NEW YORK (CBS) — A Long Island man has died a day after after a piece of a fire escape fell off a building in Manhattan, critically injuring him and another person.
Police said 58-year-old Richard Marchart succumbed to his injuries Saturday.
He and a 24-year-old woman were rushed to Bellevue Hospital “with serious, life-threatening injuries” shortly before 2 p.m Friday.
Marchant, a married father of three, lived in Garden City with his wife and high school-aged daughter. His two sons are in college.
The young female artist was on her way to a studio at the New York Academy of Art.
Fire officials said the building on Howard Street was undergoing an inspection of its facade at the time the accident. The piece that fell might not look like much, but it weighed an estimated 150 pounds, Carlin reported.
The building inspector, who works for a private contractor, was standing on the fire escape when the step came loose under her and plunged seven stories, according to FDNY Deputy Assistant Chief Michael Gala Jr.
“She actually fell partially through the fire escape,” he said. “Thankfully she was able to pull herself up.”
She was evaluated by EMS and refused medical aid.
“I just became aware of it when I saw a kid crying,” said witness Chris Siemer, who works in a nearby store. “I heard a loud noise. I saw maybe a kid 11 years old crying on the corner and his mom was likely aggressively pulling him away. And I looked — yeah, there were two bodies on the floor.”
The Department of Buildings responded to the scene, along with the NYPD, FDNY and Office of Emergency Management.
The Department of Buildings issued a violation for failure to safeguard the building. It also required the building owner to hire fire guards, who will direct people out of the building in the event of a fire instead of using the fire escape.
Crews erected scaffolding on the sidewalk and kept people back Saturday, while inspectors were seen jumping up and down on fire escape landings and steps to see if they held.
“That one looks like it’s fine, like you wouldn’t look at it twice, looks like it’s in good shape,” SoHo resident Hillary Sparks told Carlin. “Obviously not.”

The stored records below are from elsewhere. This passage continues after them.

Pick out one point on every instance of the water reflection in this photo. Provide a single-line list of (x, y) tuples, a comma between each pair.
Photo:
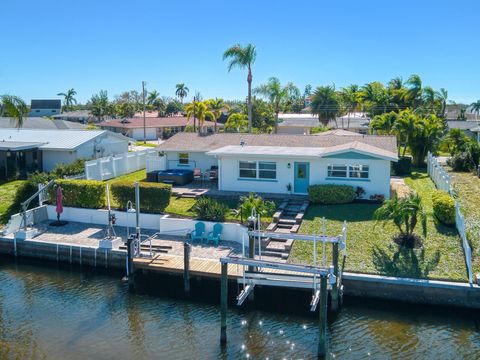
[(63, 313)]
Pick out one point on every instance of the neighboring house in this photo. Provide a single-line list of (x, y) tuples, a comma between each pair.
[(303, 123), (45, 107), (41, 123), (79, 116), (29, 150), (466, 126), (286, 163), (156, 128)]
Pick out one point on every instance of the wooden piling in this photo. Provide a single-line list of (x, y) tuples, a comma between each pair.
[(186, 267), (334, 292), (322, 323), (223, 303), (130, 270)]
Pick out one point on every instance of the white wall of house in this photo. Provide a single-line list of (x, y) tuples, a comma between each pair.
[(95, 148), (295, 130), (377, 183), (196, 160), (137, 133), (53, 157)]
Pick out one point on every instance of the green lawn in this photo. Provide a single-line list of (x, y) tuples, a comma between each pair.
[(140, 175), (467, 187), (7, 195), (370, 246)]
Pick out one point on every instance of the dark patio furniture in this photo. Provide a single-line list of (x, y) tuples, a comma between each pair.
[(176, 176)]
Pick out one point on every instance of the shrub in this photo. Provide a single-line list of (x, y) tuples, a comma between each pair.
[(331, 194), (209, 209), (467, 160), (75, 168), (262, 207), (403, 166), (444, 207), (154, 197), (82, 193)]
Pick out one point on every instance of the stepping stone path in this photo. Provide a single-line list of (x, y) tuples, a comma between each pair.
[(286, 220)]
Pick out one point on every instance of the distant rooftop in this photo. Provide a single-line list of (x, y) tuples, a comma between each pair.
[(45, 104), (51, 140), (40, 123), (172, 121)]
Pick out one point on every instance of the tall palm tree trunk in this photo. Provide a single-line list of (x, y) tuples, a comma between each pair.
[(249, 80)]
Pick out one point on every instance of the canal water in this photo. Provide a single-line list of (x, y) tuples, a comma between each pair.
[(66, 313)]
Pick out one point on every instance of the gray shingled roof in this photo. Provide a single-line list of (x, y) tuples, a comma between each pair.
[(41, 123), (193, 142)]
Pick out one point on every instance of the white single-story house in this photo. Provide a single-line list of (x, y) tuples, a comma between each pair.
[(155, 128), (45, 107), (276, 163), (302, 124), (28, 150)]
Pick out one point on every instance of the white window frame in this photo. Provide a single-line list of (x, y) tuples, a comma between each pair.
[(349, 170), (257, 170), (181, 161)]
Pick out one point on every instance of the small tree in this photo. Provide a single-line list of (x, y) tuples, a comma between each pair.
[(405, 214), (262, 207)]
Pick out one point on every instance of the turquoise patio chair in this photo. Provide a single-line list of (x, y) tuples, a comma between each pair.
[(215, 235), (199, 232)]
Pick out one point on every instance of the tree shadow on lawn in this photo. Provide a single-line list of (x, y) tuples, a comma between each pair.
[(405, 262), (355, 212)]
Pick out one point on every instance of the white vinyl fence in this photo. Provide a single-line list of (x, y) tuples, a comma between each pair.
[(117, 165), (443, 181), (155, 162)]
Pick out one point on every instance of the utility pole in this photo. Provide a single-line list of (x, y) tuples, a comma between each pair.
[(194, 117), (144, 118)]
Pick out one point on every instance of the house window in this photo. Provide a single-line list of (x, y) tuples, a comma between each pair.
[(183, 158), (337, 170), (348, 171), (267, 170), (358, 171), (248, 169)]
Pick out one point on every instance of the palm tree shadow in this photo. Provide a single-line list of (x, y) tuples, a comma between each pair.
[(405, 262)]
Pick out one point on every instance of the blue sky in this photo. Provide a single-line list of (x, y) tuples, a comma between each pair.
[(50, 46)]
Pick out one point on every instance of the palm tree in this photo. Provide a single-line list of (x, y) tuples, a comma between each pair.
[(182, 91), (276, 94), (152, 97), (68, 98), (476, 108), (429, 97), (216, 106), (236, 122), (405, 214), (414, 92), (243, 57), (200, 111), (14, 107), (351, 98), (325, 104)]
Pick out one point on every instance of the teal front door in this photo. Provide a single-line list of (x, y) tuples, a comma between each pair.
[(302, 178)]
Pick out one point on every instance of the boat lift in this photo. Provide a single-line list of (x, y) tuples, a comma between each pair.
[(321, 279)]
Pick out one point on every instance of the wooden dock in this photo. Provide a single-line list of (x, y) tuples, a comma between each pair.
[(173, 264)]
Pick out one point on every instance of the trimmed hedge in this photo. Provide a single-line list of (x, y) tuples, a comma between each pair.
[(444, 207), (210, 210), (403, 166), (82, 193), (154, 197), (331, 194)]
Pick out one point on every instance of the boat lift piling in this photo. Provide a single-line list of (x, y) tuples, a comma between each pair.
[(279, 274)]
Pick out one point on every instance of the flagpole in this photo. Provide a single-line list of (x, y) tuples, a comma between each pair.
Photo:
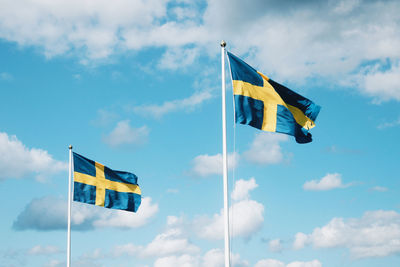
[(69, 209), (225, 160)]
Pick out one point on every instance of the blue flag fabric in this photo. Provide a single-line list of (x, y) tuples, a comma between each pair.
[(269, 106), (99, 185)]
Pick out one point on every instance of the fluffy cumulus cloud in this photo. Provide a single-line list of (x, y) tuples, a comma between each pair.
[(50, 213), (276, 263), (247, 217), (172, 242), (123, 134), (328, 182), (375, 234), (353, 40), (17, 160), (205, 165), (266, 149)]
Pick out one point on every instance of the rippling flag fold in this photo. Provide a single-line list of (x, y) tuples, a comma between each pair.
[(99, 185)]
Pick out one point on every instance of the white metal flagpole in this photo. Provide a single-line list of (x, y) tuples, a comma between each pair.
[(69, 209), (225, 161)]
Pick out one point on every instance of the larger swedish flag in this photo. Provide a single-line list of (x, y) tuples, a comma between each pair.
[(269, 106), (97, 184)]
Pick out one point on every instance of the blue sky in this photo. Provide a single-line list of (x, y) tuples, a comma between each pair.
[(135, 85)]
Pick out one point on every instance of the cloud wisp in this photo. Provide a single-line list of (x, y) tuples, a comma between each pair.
[(50, 213), (328, 182), (375, 234)]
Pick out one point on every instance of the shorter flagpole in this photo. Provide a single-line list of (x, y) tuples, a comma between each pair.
[(69, 209), (225, 160)]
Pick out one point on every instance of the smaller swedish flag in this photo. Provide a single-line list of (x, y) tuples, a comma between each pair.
[(98, 185)]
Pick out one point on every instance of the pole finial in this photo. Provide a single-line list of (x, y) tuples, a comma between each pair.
[(223, 43)]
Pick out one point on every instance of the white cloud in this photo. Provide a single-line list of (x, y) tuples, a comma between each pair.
[(50, 213), (265, 148), (186, 104), (242, 189), (328, 182), (382, 85), (314, 263), (276, 263), (269, 263), (124, 134), (246, 217), (171, 242), (178, 58), (215, 258), (389, 124), (16, 160), (379, 189), (375, 234), (204, 165), (331, 40), (173, 261)]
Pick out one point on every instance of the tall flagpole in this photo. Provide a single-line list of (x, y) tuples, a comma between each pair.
[(225, 160), (69, 209)]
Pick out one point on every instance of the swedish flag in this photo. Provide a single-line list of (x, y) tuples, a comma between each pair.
[(97, 184), (269, 106)]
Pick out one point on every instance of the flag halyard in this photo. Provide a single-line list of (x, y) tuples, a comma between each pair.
[(99, 185)]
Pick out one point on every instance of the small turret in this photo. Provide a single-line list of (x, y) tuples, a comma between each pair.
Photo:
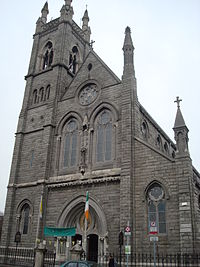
[(67, 11), (45, 12), (128, 49), (85, 27), (180, 132)]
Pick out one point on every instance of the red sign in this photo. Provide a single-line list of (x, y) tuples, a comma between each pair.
[(153, 228)]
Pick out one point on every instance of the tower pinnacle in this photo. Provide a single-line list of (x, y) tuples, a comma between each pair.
[(128, 49), (85, 27), (45, 12), (180, 132), (67, 11)]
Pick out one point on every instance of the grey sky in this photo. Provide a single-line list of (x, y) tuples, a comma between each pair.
[(166, 36)]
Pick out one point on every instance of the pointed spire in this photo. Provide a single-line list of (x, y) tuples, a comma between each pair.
[(128, 49), (179, 121), (45, 12), (128, 40), (85, 27), (68, 2), (180, 132), (67, 11)]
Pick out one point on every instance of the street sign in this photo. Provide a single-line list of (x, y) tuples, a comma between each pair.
[(127, 249), (153, 230), (127, 231), (154, 238)]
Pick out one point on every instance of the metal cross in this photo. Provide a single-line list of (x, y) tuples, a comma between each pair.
[(178, 101), (91, 43)]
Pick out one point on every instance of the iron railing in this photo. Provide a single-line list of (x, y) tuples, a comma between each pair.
[(24, 257)]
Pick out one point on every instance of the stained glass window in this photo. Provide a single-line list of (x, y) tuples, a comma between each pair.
[(25, 218), (156, 208), (104, 137), (70, 144)]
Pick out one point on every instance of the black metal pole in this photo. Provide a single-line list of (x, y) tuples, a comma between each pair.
[(16, 251), (120, 255)]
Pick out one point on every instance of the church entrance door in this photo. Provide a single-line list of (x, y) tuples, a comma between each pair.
[(92, 247)]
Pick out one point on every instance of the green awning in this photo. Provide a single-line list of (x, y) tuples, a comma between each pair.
[(53, 231)]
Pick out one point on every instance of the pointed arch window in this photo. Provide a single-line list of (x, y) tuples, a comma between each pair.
[(73, 60), (35, 97), (104, 137), (48, 56), (47, 93), (70, 144), (156, 208), (25, 213), (41, 94)]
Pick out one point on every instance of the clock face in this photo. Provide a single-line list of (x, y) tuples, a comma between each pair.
[(88, 94)]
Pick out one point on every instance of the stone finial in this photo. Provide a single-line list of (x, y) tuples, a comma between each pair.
[(85, 27), (45, 12), (128, 49), (180, 132), (67, 11)]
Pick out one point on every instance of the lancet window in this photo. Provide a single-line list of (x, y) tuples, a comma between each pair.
[(104, 136), (70, 144), (48, 56), (73, 60), (24, 219), (156, 208)]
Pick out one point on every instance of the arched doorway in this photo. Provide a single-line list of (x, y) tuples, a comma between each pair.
[(92, 247), (73, 216)]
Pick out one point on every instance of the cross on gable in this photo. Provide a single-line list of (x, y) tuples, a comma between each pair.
[(178, 101), (91, 43)]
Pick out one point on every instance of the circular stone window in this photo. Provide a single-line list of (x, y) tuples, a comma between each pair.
[(155, 192), (88, 94)]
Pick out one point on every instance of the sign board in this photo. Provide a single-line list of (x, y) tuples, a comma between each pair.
[(153, 228), (53, 231), (18, 237), (128, 250), (154, 238), (127, 231)]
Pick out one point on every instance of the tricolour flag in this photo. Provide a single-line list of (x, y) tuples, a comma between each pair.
[(87, 206), (41, 207)]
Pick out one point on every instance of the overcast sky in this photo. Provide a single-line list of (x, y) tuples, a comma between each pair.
[(166, 37)]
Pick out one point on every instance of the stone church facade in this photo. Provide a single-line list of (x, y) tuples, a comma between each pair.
[(83, 129)]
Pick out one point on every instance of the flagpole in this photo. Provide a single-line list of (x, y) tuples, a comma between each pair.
[(38, 224), (86, 222), (85, 238)]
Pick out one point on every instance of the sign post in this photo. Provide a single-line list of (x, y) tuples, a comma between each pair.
[(127, 233), (121, 242), (153, 231)]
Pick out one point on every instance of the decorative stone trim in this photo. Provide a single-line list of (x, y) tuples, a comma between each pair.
[(84, 182), (100, 176), (156, 150)]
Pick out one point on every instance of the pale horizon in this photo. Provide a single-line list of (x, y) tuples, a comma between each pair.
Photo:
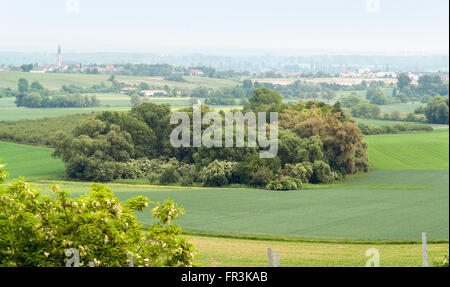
[(350, 27)]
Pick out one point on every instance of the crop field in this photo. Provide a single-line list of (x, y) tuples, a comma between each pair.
[(372, 122), (340, 81), (402, 108), (30, 161), (409, 151), (405, 194), (226, 252), (54, 81)]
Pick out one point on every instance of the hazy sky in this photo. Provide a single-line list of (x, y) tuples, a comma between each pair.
[(291, 26)]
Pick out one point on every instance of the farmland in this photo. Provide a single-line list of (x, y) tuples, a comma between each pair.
[(54, 81), (378, 205), (404, 194)]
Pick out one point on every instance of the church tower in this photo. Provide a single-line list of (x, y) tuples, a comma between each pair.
[(59, 57)]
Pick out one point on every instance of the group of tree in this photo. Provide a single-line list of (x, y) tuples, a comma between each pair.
[(436, 111), (114, 145), (36, 96)]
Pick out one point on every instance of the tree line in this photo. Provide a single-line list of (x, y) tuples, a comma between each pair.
[(317, 143)]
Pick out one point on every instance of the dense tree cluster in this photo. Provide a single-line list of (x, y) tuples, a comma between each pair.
[(131, 145)]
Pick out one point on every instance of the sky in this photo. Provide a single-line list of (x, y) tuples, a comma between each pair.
[(294, 27)]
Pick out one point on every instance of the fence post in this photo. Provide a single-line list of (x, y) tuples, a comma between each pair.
[(424, 249), (276, 259), (269, 254)]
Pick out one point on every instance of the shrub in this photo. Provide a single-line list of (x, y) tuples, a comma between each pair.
[(36, 230), (322, 172), (169, 175), (188, 174), (302, 171), (261, 177), (217, 173), (138, 168), (443, 262), (285, 184)]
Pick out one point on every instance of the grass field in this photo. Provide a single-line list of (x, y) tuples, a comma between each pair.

Death and injury related to a fire escape, with so many of them in the city, made other pedestrians nervous.
“You don’t think about the fire escapes falling, you don’t even realize they’re above you,” Emily Raffield said. “So yeah, it’s scary.”
“I think they are too old. That’s what I think,” Ivan Spasov added.
City law requires all buildings taller than six stories to be inspected and reports filed with the Department of Buildings every five years. A 2013 report on the building in question found no unsafe conditions.